Lo que siguió ya sé que es mi historia, mi vida, pero apenas lo puedo recordar como un sueño repugnante, no sé siquiera si muy corto o muy largo. Hubo una sola idea que me sostuvo durante los primeros tiempos: “Esto no puede continuar, no puede continuar.” Creí que Dios no podría permitir aquello, que lo impediría de alguna manera. Él personalmente. Antes tan temida, ahora la muerte me parecía la única salvación. No la de Apolonio, no, él era un demonio de la muerte, sino la mía, la justa y necesaria muerte para mi carne corrompida. Pero nada sucedió. Todo continuó suspendido en el tiempo, sin futuro posible. Entonces una mañana, sin equipaje, me marché.
Resultó inútil. Tres días después me avisaron que mi marido se estaba muriendo y me llamaba. Fui a ver al confesor y le conté mi historia.

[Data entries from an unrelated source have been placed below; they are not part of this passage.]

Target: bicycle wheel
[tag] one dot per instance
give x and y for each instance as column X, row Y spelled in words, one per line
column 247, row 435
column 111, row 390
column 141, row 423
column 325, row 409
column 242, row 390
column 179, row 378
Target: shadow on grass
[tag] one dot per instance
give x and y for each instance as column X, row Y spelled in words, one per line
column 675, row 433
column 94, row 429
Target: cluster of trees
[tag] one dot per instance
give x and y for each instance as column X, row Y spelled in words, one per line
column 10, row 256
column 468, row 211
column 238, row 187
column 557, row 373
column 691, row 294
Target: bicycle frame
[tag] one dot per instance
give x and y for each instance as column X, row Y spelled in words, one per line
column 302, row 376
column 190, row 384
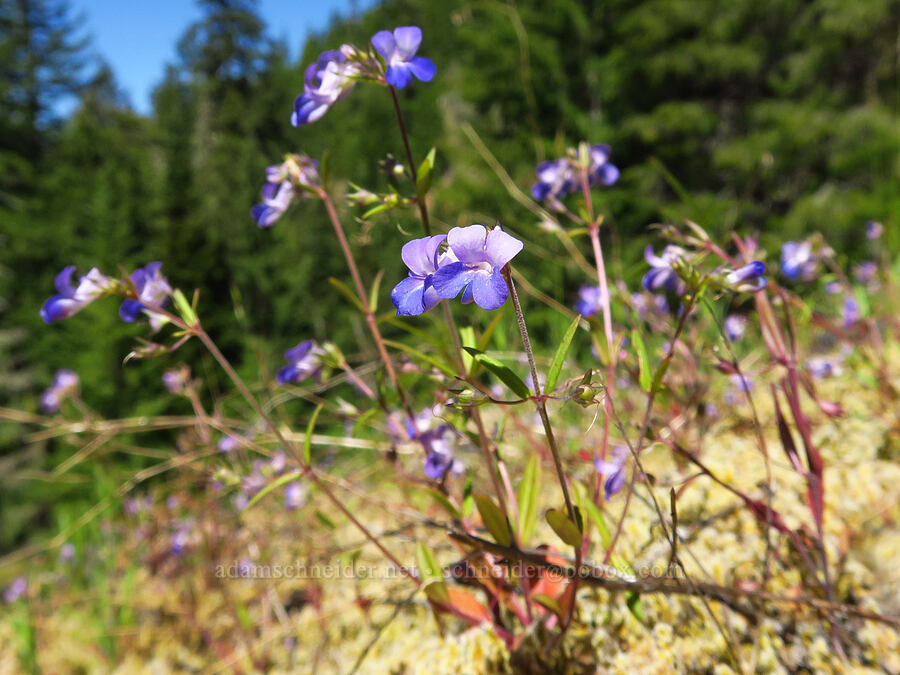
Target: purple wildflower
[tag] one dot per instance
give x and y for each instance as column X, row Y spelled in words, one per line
column 556, row 178
column 398, row 49
column 71, row 299
column 735, row 325
column 600, row 170
column 589, row 300
column 874, row 229
column 614, row 470
column 851, row 313
column 327, row 81
column 749, row 278
column 15, row 590
column 65, row 384
column 416, row 294
column 797, row 261
column 663, row 274
column 304, row 361
column 152, row 289
column 481, row 256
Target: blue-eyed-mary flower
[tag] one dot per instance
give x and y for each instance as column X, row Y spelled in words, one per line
column 415, row 294
column 398, row 49
column 65, row 384
column 747, row 279
column 72, row 299
column 304, row 360
column 480, row 256
column 797, row 260
column 589, row 300
column 152, row 290
column 327, row 81
column 663, row 274
column 613, row 470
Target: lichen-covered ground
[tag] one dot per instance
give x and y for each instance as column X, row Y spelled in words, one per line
column 151, row 610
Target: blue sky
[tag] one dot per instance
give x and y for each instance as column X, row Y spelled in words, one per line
column 138, row 37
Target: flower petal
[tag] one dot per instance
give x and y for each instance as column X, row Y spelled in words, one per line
column 489, row 291
column 501, row 247
column 408, row 296
column 467, row 243
column 450, row 279
column 384, row 43
column 422, row 68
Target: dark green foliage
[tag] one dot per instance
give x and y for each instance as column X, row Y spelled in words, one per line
column 778, row 115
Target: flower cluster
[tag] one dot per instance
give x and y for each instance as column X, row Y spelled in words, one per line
column 471, row 264
column 71, row 299
column 64, row 385
column 304, row 360
column 398, row 49
column 282, row 181
column 559, row 177
column 334, row 74
column 152, row 290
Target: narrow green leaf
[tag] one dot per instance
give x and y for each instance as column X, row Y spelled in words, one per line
column 278, row 482
column 564, row 528
column 507, row 376
column 184, row 307
column 467, row 339
column 423, row 177
column 529, row 490
column 347, row 293
column 307, row 441
column 443, row 367
column 493, row 519
column 560, row 356
column 645, row 377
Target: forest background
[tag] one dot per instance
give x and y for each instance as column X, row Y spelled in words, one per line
column 778, row 116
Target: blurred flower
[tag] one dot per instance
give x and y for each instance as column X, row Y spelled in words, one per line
column 398, row 49
column 850, row 314
column 15, row 590
column 589, row 300
column 735, row 325
column 152, row 289
column 282, row 181
column 821, row 367
column 65, row 384
column 176, row 380
column 304, row 361
column 71, row 299
column 481, row 256
column 556, row 178
column 663, row 274
column 865, row 272
column 294, row 496
column 327, row 81
column 416, row 294
column 600, row 170
column 797, row 261
column 747, row 279
column 614, row 470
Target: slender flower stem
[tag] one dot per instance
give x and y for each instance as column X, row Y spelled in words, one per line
column 423, row 210
column 307, row 470
column 364, row 301
column 539, row 396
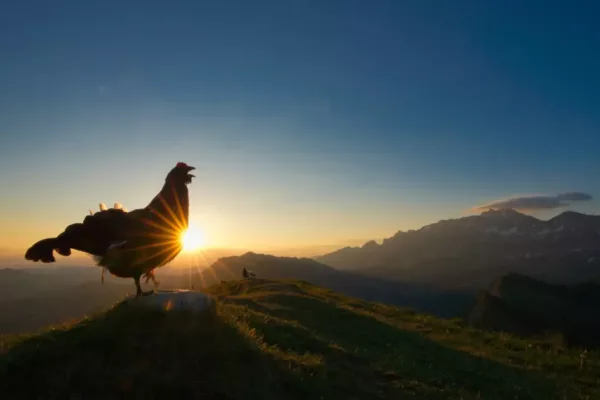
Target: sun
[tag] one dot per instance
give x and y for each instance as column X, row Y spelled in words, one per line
column 192, row 239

- Lo que lo hace vivir es la lujuria, el más horrible pecado. Eso no es la vida, padre, es la
muerte, ¡déjelo morir!
- Moriría en la desesperación. No puede ser.
- ¿Y yo?
- Comprendo, pero si no vas será un asesinato. Procura no dar ocasión, encomiéndate a la
Virgen, y piensa que tus deberes…
Regresé. Y el pecado lo volvió a sacar de la tumba.
Luchando, luchando sin tregua, pude vencer al cabo de los años, vencer mi odio, y al final, muy al final, también vencí a la bestia. Apolonio murió tranquilo, dulce, él mismo.
Pero yo no pude volver a ser la que fui. Ahora la vileza y la malicia brillan en los ojos de los hombres que me miran y yo me siento ocasión de pecado para todos, pero que la más abyecta de las prostitutas. Sola, pecadora, consumida totalmente por la llama implacable que nos envuelve a todos los que, como hormigas, habitamos este verano cruel que no termina nunca.